We have a ten-minute break from talking about #climatechange at the #SEJ2018 conference in Flint, MI, and I walk outside seeking air. I find a heavy police presence, notice the Flint River is right there, wander over. See cops on the water’s edge, along with a scuba diver gearing up. I ask an older black man on my right what happened. He says a man drowned a few days ago and they’re looking for the body. A younger white man, tattoos on his neck, comes up on my left, and I ask him, too.
“It was my friend. Tripping on acid the other night and he thought he could walk on water.”
Oh.
He’d been walking on some object that was floating, and then he slipped in. Couldn’t get out. Vanished below the water.
“I’m sorry,” I say. He’s stoic.
“Just another one down in Flint,” he says.
“Why?” I ask him.
“I dunno, drugs,” he says, shrugs. I’m silent.
“I’m sorry about your friend,” I say again, putting my hand on his arm. I’m utterly lacking. He says thanks.
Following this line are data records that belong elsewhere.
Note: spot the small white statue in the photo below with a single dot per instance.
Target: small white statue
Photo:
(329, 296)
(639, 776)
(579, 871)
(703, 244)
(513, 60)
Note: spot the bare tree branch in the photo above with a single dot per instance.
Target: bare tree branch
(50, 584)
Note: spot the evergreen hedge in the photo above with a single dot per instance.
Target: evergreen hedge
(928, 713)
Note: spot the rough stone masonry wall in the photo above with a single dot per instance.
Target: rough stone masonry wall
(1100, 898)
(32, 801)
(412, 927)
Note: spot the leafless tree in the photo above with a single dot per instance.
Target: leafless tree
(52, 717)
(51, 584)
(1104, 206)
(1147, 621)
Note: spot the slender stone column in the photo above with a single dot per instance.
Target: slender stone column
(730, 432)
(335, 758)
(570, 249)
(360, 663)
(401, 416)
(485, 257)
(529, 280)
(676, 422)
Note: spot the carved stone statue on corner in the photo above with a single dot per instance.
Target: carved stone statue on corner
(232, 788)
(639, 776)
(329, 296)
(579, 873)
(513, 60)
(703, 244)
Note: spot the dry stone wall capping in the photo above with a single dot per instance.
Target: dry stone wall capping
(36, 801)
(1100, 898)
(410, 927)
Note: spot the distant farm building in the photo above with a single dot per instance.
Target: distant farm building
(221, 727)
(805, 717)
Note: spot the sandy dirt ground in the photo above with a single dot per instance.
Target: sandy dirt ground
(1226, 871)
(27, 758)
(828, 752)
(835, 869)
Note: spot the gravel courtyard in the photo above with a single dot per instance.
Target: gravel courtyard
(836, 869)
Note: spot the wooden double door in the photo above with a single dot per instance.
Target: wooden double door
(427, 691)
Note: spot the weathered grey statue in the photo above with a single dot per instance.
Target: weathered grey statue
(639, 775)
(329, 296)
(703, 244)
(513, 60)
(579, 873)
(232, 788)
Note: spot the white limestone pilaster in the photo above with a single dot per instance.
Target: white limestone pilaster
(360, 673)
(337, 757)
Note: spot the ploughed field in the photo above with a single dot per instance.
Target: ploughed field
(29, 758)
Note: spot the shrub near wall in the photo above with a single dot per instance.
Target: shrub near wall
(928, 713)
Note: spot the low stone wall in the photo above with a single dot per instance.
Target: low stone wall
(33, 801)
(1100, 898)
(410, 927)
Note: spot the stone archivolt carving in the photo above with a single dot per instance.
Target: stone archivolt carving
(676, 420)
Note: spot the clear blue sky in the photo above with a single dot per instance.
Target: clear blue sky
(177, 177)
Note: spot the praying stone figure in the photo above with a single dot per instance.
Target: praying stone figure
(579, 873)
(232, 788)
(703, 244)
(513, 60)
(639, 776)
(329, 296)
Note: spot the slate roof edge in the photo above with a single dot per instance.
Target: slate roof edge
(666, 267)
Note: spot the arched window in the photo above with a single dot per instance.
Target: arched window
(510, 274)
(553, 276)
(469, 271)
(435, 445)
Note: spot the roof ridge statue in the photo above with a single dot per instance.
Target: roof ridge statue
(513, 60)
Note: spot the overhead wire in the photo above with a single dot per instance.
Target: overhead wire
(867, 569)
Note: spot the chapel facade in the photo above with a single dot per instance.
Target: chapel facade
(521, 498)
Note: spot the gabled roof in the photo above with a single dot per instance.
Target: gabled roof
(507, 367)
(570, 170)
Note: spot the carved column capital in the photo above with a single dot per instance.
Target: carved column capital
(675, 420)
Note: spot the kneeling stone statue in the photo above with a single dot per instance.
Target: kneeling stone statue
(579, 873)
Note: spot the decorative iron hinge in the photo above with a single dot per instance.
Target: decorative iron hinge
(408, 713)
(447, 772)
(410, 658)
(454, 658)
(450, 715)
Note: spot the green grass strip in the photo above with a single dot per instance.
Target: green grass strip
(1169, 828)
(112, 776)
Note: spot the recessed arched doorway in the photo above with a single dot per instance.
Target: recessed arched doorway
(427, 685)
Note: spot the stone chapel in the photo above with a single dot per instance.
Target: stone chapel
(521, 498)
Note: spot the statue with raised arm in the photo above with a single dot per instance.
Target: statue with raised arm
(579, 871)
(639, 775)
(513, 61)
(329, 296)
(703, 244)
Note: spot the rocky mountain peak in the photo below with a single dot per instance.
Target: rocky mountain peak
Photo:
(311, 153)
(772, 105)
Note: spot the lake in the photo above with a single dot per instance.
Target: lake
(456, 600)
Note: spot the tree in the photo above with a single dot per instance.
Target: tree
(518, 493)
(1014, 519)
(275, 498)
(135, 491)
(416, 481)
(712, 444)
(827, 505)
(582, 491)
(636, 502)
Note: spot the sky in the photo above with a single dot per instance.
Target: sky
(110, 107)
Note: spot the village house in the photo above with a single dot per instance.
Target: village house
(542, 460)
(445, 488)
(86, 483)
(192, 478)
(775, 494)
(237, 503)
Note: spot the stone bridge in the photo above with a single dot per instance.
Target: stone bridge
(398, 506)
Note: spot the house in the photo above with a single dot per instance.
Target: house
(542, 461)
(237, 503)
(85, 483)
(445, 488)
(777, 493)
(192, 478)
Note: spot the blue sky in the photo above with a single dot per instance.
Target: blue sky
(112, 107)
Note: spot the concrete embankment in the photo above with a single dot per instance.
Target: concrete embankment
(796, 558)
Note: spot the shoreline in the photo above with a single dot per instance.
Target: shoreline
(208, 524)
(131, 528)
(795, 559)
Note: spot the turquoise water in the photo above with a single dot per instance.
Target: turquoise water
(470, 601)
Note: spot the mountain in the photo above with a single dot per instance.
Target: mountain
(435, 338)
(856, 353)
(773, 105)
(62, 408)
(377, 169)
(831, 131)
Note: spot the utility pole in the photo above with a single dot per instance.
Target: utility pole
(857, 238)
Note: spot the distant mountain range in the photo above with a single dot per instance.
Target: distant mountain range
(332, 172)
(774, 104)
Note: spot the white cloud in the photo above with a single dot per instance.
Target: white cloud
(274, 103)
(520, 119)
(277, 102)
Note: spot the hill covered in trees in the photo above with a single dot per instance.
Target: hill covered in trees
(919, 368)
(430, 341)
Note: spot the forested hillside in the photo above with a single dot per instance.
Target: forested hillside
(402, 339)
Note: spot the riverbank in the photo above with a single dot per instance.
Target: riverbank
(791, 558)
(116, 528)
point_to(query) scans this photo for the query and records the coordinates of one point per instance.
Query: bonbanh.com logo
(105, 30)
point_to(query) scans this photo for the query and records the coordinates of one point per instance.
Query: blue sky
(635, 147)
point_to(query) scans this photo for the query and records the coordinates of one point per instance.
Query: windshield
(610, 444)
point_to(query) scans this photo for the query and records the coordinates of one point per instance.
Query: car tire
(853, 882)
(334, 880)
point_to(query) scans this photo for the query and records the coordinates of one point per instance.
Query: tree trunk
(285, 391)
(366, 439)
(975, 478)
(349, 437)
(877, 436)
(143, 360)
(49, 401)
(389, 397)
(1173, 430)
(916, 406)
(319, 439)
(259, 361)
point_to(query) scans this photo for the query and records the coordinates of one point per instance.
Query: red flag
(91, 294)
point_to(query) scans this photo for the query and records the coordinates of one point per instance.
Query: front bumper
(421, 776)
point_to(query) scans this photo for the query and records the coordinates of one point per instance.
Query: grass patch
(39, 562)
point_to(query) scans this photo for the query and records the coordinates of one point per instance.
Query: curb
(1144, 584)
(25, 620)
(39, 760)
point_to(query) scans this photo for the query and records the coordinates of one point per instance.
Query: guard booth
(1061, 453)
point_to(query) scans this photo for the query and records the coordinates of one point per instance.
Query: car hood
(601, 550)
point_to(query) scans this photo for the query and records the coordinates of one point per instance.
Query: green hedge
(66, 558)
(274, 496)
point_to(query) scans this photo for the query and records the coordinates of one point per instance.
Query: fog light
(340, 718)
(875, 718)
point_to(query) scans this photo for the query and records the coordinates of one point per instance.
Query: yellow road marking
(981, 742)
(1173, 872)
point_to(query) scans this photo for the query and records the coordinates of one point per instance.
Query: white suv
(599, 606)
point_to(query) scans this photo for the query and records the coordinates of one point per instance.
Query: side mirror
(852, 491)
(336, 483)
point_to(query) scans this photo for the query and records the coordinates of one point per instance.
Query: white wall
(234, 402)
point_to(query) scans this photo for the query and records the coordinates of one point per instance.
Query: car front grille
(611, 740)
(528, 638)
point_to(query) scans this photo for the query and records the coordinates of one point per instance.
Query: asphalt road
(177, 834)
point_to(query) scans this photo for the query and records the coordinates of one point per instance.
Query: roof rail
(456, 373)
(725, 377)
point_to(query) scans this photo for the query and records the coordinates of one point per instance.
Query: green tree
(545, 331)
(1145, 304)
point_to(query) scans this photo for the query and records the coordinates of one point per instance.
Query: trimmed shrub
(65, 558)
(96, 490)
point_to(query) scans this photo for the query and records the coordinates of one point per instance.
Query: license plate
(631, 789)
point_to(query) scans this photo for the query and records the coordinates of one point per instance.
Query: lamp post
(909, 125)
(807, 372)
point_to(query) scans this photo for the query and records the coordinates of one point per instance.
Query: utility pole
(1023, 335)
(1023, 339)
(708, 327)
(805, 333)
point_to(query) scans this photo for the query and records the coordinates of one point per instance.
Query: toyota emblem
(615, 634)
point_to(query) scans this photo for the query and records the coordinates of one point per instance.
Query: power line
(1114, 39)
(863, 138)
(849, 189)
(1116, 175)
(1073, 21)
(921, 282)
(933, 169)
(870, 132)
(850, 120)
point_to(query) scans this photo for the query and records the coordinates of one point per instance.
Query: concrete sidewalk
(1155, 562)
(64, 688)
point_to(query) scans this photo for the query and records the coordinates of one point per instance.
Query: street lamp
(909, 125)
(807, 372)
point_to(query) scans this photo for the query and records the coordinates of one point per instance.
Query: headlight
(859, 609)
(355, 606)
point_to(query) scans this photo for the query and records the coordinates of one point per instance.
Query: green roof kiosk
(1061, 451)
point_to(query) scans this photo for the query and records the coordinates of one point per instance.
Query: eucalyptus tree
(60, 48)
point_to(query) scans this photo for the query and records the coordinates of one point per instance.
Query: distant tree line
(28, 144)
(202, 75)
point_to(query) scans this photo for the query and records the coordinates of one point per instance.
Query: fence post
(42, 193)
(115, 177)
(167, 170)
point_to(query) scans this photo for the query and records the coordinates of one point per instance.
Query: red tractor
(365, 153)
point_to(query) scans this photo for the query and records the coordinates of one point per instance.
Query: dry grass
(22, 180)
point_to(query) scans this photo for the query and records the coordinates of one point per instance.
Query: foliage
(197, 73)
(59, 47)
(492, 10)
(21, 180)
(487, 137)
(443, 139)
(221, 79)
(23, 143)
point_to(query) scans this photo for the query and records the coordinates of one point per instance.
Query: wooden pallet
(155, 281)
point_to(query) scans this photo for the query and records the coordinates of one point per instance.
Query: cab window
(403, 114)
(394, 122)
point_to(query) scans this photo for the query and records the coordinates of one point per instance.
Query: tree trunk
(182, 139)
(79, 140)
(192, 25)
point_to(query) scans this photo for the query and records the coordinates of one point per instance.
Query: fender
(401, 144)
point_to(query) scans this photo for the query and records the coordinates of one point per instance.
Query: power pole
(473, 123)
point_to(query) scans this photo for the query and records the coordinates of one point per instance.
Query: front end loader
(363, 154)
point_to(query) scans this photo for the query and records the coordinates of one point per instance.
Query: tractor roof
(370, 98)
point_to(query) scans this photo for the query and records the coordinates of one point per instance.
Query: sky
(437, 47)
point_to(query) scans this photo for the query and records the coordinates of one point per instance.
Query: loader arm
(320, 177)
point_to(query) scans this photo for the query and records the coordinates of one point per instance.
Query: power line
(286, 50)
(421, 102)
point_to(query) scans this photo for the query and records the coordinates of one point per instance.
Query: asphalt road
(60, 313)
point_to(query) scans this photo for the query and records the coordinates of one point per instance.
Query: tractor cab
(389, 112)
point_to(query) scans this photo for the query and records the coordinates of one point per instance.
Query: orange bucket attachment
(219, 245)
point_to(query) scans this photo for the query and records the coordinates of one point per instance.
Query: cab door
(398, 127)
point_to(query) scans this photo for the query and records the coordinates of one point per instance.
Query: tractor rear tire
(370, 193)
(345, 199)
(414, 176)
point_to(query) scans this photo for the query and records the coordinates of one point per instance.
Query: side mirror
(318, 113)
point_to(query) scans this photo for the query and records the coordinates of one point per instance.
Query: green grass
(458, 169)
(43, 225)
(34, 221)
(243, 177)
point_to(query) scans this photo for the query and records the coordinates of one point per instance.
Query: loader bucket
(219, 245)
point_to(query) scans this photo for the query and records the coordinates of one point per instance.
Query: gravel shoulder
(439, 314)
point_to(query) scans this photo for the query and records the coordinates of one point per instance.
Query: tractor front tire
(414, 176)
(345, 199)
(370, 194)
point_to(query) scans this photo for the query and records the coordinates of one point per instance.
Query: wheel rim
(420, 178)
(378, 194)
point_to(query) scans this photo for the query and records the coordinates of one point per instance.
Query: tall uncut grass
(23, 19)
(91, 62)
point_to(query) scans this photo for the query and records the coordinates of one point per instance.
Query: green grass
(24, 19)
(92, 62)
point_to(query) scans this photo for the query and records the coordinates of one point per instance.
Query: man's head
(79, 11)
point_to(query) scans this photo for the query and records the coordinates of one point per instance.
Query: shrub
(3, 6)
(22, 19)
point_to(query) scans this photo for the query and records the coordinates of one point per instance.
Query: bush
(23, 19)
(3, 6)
Back in I go to the old building that was once a Sheraton and now is a conference center just this side of shabby to talk about carbon and climate and journalism in a windowless room. A couple hours later I go back out. I take a photo of the river, lazy & brown, framed by trees whose leaves are blushing red. I leave out of the frame the medical examiner, bent over the body of the 32-year old man who, the tattooed man had told me, left behind a twin brother. Somewhere, the twin that remains is walking through the city, solo for the first time since the moment of conception.